Sample run here with main branch: https://pulpito.ceph.com/vshankar-2024-03-11_05:30:10-fs:upgrade:mds_upgrade_sequence-main-testing-default-smithi/7590762/ which failed, but more importantly I was able to ssh to the node which had the fuse mount.

[vshankar@smithi132 ~]$ findmnt
...
...
└─/home/ubuntu/cephtest/mnt.0                           ceph-fuse     fuse.ceph-fuse rw,nosuid,nodev,relatime,user_id=0,group_id=0,allow_other

[vshankar@smithi132 ~]$ sudo fusermount -u /home/ubuntu/cephtest/mnt.0
[vshankar@smithi132 ~]$ findmnt

<ceph-fuse mount gone>

... and likewise with the other ceph-fuse mount on smithi187. Client logs also confirm the same.

[*]: https://github.com/ceph/ceph/pull/55616

Actions #22

Updated by Patrick Donnelly about 2 months ago

Venky Shankar wrote:

Venky Shankar wrote:

Venky Shankar wrote:

This is not as bad as it looks. The ceph-fuse process seems to be exiting as usual - its somewhere in the qa world where things are timing out.

I take that back. None of the MDSs are active after upgrade after upgrade to squid (down:dne).

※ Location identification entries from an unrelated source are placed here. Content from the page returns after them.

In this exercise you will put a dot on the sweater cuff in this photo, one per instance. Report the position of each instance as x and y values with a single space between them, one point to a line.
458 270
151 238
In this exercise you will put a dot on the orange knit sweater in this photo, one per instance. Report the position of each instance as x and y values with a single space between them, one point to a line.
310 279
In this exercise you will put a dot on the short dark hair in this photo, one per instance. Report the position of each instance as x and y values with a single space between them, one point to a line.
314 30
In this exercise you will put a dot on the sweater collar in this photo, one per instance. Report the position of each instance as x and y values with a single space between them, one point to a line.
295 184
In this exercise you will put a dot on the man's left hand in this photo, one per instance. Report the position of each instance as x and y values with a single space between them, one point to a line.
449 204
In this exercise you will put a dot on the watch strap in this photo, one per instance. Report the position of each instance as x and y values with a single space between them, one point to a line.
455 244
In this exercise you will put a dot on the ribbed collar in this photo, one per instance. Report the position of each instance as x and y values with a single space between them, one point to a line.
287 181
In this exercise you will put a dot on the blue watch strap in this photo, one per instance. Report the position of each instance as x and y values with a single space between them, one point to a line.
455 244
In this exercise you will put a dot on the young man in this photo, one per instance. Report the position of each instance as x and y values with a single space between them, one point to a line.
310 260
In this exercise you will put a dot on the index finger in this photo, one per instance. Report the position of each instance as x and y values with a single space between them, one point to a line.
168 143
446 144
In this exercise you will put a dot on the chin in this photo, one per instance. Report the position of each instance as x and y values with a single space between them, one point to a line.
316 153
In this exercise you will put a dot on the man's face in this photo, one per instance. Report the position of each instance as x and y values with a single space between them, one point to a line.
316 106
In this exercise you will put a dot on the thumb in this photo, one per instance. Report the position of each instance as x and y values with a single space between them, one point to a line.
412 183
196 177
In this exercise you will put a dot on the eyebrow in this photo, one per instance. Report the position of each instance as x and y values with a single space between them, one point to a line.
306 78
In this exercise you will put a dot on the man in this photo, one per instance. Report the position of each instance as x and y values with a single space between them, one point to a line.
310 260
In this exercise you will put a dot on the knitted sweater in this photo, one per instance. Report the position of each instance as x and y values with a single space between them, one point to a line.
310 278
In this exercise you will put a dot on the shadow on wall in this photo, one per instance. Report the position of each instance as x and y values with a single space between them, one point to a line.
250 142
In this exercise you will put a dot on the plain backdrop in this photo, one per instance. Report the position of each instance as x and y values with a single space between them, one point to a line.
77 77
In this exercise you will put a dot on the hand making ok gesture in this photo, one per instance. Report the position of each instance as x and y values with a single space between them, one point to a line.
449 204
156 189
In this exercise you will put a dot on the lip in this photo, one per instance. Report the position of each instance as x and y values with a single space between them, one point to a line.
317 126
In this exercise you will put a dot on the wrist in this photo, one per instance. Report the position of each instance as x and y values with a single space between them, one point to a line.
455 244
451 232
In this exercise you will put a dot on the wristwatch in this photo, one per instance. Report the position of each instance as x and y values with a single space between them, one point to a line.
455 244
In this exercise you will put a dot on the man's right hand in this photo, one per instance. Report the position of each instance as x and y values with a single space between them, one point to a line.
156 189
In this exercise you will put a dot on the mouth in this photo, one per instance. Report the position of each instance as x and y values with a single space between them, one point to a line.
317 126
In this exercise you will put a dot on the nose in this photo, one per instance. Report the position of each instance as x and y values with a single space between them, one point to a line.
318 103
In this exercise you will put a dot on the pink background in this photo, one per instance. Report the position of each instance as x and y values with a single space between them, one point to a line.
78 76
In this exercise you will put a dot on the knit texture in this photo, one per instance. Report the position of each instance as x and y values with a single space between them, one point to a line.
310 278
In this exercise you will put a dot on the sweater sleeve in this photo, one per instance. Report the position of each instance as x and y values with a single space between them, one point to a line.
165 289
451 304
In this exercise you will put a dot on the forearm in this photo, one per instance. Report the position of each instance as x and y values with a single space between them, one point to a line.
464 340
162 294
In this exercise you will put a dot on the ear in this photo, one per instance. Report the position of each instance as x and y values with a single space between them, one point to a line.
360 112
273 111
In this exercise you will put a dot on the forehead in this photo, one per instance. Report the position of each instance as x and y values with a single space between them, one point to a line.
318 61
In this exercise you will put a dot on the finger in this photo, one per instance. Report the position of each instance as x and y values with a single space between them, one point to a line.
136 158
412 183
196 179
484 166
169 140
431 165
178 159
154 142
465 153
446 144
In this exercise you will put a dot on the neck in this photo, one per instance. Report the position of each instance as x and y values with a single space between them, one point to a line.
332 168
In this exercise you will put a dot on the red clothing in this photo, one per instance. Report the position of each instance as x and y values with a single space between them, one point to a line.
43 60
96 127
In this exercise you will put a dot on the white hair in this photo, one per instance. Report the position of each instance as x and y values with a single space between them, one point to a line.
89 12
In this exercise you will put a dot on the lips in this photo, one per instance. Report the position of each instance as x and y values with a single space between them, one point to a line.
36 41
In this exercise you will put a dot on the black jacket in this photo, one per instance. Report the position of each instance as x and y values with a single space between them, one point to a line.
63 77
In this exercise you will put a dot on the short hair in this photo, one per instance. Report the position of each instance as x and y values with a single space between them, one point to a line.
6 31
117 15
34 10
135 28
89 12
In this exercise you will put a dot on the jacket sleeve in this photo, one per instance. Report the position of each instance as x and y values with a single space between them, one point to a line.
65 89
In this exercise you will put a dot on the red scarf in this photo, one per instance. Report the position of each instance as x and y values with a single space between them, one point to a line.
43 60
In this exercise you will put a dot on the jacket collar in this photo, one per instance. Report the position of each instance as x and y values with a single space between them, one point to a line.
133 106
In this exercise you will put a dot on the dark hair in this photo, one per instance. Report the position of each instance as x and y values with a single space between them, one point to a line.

Scrap that. The test branch had a change[*] that caused the MDS to assert. But, I do have some findings to share. I introduce a custom qa change to skip the fusermount and add a long enough sleep so as to debug the fuse mount.

[...]

Sample run here with main branch: https://pulpito.ceph.com/vshankar-2024-03-11_05:30:10-fs:upgrade:mds_upgrade_sequence-main-testing-default-smithi/7590762/ which failed, but more importantly I was able to ssh to the node which had the fuse mount.

[...]

... and likewise with the other ceph-fuse mount on smithi187. Client logs also confirm the same.

[*]: https://github.com/ceph/ceph/pull/55616

This is the worst kind of bug. I don't have a great suggestion beyond stating that the obvious yet highly improbable explanation is that the QA suite executing `fusermount -u ...` is clearly not actually running the command. It doesn't make sense but something odd is going on. Perhaps it's a user permission (fusermount uid != ceph-fuse uid) issue.

Actions #23

Updated by Venky Shankar about 2 months ago

Patrick Donnelly wrote:

Venky Shankar wrote:

Venky Shankar wrote:

Venky Shankar wrote:

This is not as bad as it looks. The ceph-fuse process seems to be exiting as usual - its somewhere in the qa world where things are timing out.

I take that back. None of the MDSs are active after upgrade after upgrade to squid (down:dne).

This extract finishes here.